"Жара в Архангельске-2" - читать интересную книгу автора (Стилл Оливия)

Гл. 4. Питерский рассвет

— Ты где ляжешь: с краю или у стенки? — спросил Салтыков, стеля постель и перебивая подушки.

— Я вообще-то всегда с краю сплю. Хотя мне без разницы, можно и у стенки, — Олива вытащила из чемодана пижаму и мыльно-рыльные принадлежности, — Ты стели, а я пока в душ схожу.

В тесной душевой, что находилась в конце коридора, почему-то не оказалось горячей воды. Олива кое-как подмылась, вычистила зубы и, переменив бельё, надела пижаму. Вроде всё. Но Олива почему-то ещё медлила в душевой, хотя и не собиралась мыться в холодной воде. Она завернула в целлофановый пакет зубную щётку и пасту, сунула туда же мыло. И тут ей на глаза попался маленький флакончик одеколона с феромонами — тот самый, который ей дарила Аня накануне зимней поездки в Архангельск.

«Подушусь-ка я им», — решила Олива. Кто знает, зачем она это сделала, у неё и в мыслях не было соблазнять Салтыкова. Просто, наверно, как любой женщине в присутствии мужчины ей хотелось и выглядеть, и пахнуть хорошо.
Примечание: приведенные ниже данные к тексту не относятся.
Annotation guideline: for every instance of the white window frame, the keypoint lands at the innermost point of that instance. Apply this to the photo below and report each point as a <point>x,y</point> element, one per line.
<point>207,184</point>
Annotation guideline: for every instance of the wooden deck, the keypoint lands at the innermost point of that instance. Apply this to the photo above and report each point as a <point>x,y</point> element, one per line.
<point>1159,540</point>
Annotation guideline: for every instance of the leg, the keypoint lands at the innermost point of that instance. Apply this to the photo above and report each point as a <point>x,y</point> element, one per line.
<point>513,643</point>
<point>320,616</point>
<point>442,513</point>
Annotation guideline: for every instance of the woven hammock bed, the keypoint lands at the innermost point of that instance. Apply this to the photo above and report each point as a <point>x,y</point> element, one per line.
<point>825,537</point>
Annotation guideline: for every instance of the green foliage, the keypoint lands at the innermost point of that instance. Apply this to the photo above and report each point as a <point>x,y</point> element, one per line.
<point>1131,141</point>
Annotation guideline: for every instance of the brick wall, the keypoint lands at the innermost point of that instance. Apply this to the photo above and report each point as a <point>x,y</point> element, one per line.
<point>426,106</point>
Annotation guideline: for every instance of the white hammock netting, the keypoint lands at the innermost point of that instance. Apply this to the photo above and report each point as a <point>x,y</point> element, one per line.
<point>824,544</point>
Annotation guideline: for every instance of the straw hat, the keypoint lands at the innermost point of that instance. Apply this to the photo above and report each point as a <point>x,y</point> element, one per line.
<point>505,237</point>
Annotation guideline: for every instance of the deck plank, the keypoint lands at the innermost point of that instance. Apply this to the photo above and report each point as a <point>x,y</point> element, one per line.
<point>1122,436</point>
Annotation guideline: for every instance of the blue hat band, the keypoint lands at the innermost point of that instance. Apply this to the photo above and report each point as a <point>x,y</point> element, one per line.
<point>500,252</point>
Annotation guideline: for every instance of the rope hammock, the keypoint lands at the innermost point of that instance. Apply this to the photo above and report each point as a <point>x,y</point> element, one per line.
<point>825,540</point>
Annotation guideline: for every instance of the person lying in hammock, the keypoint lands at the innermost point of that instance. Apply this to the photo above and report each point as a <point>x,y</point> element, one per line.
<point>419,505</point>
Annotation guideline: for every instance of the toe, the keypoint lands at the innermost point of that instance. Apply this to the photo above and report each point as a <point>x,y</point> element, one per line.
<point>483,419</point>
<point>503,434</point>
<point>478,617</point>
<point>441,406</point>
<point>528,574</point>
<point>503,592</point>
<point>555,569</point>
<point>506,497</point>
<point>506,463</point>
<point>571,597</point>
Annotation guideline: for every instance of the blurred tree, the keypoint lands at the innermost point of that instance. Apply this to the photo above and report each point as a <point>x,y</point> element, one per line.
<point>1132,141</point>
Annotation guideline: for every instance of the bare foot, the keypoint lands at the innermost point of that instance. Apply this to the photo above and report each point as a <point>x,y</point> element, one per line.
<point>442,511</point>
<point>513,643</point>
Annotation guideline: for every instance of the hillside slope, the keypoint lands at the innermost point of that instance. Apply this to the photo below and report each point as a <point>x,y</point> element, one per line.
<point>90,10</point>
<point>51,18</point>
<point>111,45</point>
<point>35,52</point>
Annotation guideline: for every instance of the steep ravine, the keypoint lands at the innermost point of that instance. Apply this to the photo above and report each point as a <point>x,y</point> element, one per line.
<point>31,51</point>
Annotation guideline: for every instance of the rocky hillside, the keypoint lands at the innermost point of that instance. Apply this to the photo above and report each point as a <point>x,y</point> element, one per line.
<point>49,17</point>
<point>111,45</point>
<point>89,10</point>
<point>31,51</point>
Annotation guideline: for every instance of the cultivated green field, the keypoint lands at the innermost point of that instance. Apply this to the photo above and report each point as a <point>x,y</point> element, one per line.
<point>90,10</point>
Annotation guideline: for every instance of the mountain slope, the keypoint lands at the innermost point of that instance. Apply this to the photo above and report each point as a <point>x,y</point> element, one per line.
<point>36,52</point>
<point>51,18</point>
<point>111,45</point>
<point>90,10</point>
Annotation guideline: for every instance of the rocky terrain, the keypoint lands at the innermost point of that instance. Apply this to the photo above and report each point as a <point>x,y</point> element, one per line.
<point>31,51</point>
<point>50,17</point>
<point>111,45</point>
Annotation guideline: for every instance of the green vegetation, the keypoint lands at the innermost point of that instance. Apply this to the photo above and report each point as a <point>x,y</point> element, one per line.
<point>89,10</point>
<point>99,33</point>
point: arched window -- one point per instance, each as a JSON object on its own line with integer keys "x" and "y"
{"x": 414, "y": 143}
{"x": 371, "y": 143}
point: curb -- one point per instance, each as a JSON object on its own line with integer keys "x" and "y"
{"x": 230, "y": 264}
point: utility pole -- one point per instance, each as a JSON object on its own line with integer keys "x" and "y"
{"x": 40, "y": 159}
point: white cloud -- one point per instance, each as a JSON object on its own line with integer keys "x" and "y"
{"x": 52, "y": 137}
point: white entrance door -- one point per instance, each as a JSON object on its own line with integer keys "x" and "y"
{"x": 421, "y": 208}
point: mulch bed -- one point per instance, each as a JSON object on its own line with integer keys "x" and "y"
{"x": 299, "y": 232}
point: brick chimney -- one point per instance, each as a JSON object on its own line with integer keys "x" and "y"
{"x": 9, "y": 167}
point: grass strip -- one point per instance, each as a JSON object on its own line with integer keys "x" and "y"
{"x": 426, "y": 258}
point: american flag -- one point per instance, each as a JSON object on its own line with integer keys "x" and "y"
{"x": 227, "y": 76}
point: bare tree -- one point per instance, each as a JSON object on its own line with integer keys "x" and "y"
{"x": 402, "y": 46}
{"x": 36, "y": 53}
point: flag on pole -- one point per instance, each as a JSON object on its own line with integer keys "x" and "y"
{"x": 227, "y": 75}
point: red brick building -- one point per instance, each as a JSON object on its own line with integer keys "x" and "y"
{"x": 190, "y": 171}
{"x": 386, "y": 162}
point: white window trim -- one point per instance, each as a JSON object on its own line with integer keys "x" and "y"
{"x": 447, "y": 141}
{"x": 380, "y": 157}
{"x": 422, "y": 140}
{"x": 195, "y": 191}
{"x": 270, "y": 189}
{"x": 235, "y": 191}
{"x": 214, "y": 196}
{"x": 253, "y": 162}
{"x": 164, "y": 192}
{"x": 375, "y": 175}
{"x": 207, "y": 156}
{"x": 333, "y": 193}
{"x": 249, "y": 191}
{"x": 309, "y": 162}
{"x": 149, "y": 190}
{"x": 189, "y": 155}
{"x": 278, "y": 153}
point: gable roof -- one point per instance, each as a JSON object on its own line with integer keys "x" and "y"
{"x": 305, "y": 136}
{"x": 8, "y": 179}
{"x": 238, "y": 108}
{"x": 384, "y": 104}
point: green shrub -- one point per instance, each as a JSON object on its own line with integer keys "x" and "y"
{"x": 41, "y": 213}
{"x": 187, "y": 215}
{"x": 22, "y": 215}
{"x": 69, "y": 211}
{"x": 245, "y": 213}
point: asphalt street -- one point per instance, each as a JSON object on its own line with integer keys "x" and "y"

Салтыков лежал в комнате на кровати и смотрел чёрно-белый телевизор, стоящий в пыльном в углу. Олива поморщилась: её с детства раздражал телевизор, который каждый вечер, придя с работы, смотрел её отец. С отцом у Оливы были плохие отношения: её раздражало, когда он сидел в кресле, держа одной рукой газету, а другой — пульт от телевизора, и щёлкал, щёлкал по каналам до бесконечности. Так и запечатлелся в её памяти негатив с раннего детства: отец, уткнувшийся в газету и щёлкающий пультом по программам, и мать, худая и издёрганная, в халате и бигудях, пронзительно визжащая на мужа, что он опустился, дальше газеты ничего не видит, и не замечает, что в кухне течёт кран, мусорное ведро не вынесено, а у дочери опять двойка в дневнике…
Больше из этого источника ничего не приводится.